Kuehl has taken aim at state Sen. Bob Hertzberg, who is currently in a runoff election against WeHo Councilmember Lindsey Horvath, her favored horse in the race. In a recent email to her supporters, Kuehl bashed “Lindsey’s opponent” and denied his support of the LGBTQ community.
“He (astoundingly) tried to take credit for the passage of my gay student bill, one of the hallmarks of my time in Sacramento,” Kuehl wrote. “So, he’s using this rag to try and burnish his (non-existent) LGBTQ credentials,” referencing WEHOville.

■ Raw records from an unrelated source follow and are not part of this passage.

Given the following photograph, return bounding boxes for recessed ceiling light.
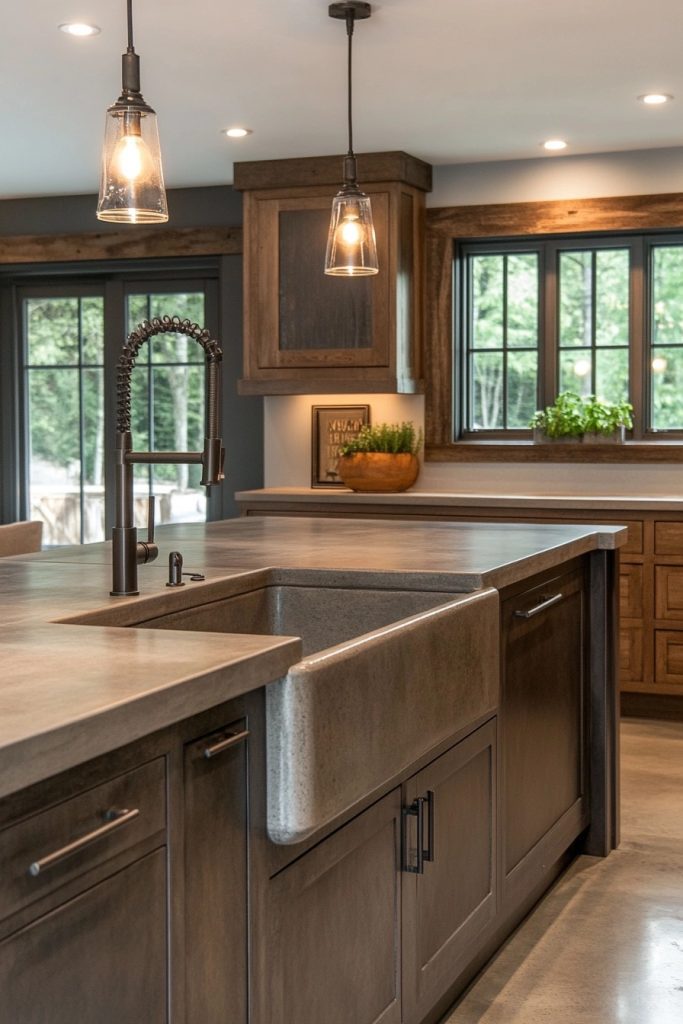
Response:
[59,22,101,36]
[638,93,673,105]
[543,139,568,151]
[223,127,253,138]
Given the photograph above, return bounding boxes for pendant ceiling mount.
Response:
[324,0,379,276]
[96,0,168,224]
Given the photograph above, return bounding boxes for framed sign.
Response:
[311,405,371,487]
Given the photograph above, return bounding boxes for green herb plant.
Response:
[529,392,585,439]
[582,395,633,435]
[338,421,423,457]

Kuehl’s vitriol for WEHOville — which she twice calls a “despicable little rag” — is on full display.
As a member of the Assembly in 1999, Hertzberg helped garner crucial support for the bill written by Kuehl which gave legal protection to LGBTQ students in schools and universities.
“When Sheila Kuehl introduced her bullying bill that was vetoed four times, I got it passed,” Hertzberg told WEHOville. “Because I worked with conservatives from the Central Valley where she couldn’t get the votes.”
The bill passed 41-34, the bare majority in the 80-member house. Four Democrats had sided with Republicans in opposing the bill. Assemblyman Dennis Cardoza was the final Democrat still unsure about supporting it — and his vote was the last it needed.
“I guarantee the bill would never have passed without Bob Hertzberg,” Cardoza told WEHOville.
Kuehl’s original bill was extremely progressive for the time, Cardoza said, and many people in districts like his felt the bill, as written, was going too far. Hertzberg was instrumental in re-sculpting the bill so that it would appeal to more assemblymembers — and have a chance at being passed.
Hertzberg, whose gay son Daniel is running to become the only LGBTQ State Senator from Southern California, says he’s more interested in giving — rather than receiving — credit.
“I could have made the measure a Hertzberg bill, but I did not think it was fair and right,” Hertzberg said. “My approach to legislating is to always let others take the credit. Getting important policy advanced is all I need.”